Submitted to: Meeting Abstract
Publication Type: Abstract Only
Publication Acceptance Date: 12/15/2005
Publication Date: 12/15/2005
Citation: Peterson, D.H., Spokas, K.A., Forcella, F., Reicosky, D.C., Wente, C.D. 2005. Seedling emergence of row crops and weeds across five tillage systems [abstract]. North Central Weed Science Society. 60:74.

Interpretive Summary:

Technical Abstract: Adoption of reduced tillage in the north central region of the United States has lagged behind adoption rates in other regions. One reason for this lag is that if soils in the north central region are not tilled, they remain cold and wet in spring, which delays access to fields and, thereby, delays planting and increases probabilities of low crop yields. New equipment and residue management systems may help alleviate these problems. However, effects of these new systems on weed and crop emergence rates and densities are not known well.
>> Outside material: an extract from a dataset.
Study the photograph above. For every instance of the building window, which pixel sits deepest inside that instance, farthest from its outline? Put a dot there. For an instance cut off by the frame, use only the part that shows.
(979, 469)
Consequently, we examined the above variables for three row crops (corn, soybean, and sunflower), five tillage systems (moldboard plow, MP; chisel plow; deep strip till, STd; shallow strip till; and no-till, NT), and (for weeds) three micro-sites (crop row, interrow with wheel tracks, and interrow without wheel tracks) during 2004 and 2005 in a loam soil in Minnesota. Primary weeds were green foxtail, common lambsquarters, and wild mustard. Foxtail tolerated all tillage systems, preferred rows in reduced tillage systems, and emerged faster in plowed soils. Lambsquarters preferred plowed soils, tolerated reduced tillage systems, and emerged slightly faster in MP. Mustard was entirely restricted to plowed soils, especially MP. Sunflower performed consistently well in STd and inconsistently elsewhere. Soybean was relatively insensitive to tillage and performed consistently well in reduced tillage. Corn was sensitive to NT but, otherwise, was not affected by tillage. All crops tended to emerge faster as tillage intensity increased, and emergence in STd often was similar to that in plowed soils (except corn in 2004). Overall, MP remains unique among the tested management systems, but a system like STd may be an acceptable alternative in terms of crop stand and rate of crop emergence. Delayed emergence of some weeds in STd may require use of PRE + POST or split POST herbicide strategies. Fortunately, STd is inhospitable to other weeds, like wild mustard.